Hanna
04 Jun
04Jun




Chaque matin, un souffle.Une parole simple, échangée entre deux êtres, à l’écoute du monde. Ici, le silence a une voix, les gestes ont une mémoire, et chaque mot est une pousse. Rien d’extraordinaire. Juste la beauté cachée des jours ordinaires.


  • Le souffle du vent 


Le vent s’était levé sans prévenir, glissant entre les lames des volets, apportant avec lui une odeur fugace, indéfinissable. Un parfum d’ailleurs. 

Elle se figea, son bol de café chaud entre les mains, les pieds nus sur le carrelage froid.

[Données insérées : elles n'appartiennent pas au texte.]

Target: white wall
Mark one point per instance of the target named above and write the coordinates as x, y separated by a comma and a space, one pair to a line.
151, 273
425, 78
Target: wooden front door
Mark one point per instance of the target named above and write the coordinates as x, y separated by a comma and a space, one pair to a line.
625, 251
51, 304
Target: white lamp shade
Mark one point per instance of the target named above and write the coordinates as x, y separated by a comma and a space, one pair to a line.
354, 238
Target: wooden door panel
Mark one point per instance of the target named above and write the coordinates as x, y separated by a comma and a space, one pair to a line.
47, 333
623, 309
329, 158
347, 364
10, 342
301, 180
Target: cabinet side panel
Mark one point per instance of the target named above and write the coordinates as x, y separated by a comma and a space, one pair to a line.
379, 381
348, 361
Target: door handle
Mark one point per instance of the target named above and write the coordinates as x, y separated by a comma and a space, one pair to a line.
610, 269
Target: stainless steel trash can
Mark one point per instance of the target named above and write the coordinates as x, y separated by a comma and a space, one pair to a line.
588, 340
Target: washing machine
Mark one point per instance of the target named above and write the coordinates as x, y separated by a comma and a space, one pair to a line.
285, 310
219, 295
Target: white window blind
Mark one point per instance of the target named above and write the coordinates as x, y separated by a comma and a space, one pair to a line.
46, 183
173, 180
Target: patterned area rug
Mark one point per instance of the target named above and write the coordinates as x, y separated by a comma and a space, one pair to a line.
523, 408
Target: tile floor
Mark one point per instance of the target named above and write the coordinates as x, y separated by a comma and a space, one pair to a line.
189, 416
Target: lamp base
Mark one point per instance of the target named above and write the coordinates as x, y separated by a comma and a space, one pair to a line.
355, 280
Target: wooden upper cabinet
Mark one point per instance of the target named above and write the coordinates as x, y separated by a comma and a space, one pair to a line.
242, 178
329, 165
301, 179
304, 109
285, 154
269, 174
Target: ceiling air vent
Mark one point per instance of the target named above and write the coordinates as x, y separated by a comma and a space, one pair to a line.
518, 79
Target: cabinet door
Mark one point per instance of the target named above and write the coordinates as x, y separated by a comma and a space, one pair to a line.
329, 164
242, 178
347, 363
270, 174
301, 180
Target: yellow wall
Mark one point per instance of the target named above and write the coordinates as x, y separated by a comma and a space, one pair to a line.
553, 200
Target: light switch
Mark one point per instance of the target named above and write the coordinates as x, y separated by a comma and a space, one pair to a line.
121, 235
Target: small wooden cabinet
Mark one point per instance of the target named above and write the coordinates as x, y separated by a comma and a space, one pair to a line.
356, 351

— On dirait la mer, murmura-t-elle.

Il leva les yeux de son journal, puis ferma doucement les paupières, comme pour écouter sans bruit.

— Et pourtant, on est à des kilomètres de la côte. Elle hocha la tête, son regard semblant fixer un point qu’elle seule pouvait voir.

— Je sais. Mais parfois… l’air transporte des souvenirs plus que des odeurs.

Un silence flotta entre eux, doux comme un linge oublié au soleil.

— Tu veux dire que le vent se souvient à notre place ? 

Elle sourit, presque étonnée par la justesse de cette phrase.

— Peut-être bien. Ou qu’il nous chuchote ce qu’on a oublié d’écouter.

Alors quelque chose remonta tout doucement d’une histoire enfouie. Un matin de juin, il y a longtemps. Des pas dans le sable encore froid, des rires étouffés par la marée montante, et cette sensation de liberté immense, presque irréelle.

— Ce jour-là… tu te souviens ? On marchait pieds nus, et le monde semblait attendre que l’on choisisse notre direction.

— Je croyais l’avoir oublié, dit-il. Elle le regarda avec tendresse.

— Il suffit parfois d’un courant d’air pour que la mémoire se remette à respirer. 

Et puis elle ajouta, dans un souffle :

— Je crois qu’on ne peut pas vivre sans ces petits éclats.

Le silence revint. Mais cette fois, il avait le goût du sel et du vent.



La tasse oubliée

La pluie avait cessé dans la nuit.
Sur la table du jardin, une tasse était restée là, remplie d’eau claire et de quelques pétales tombés du rosier voisin. 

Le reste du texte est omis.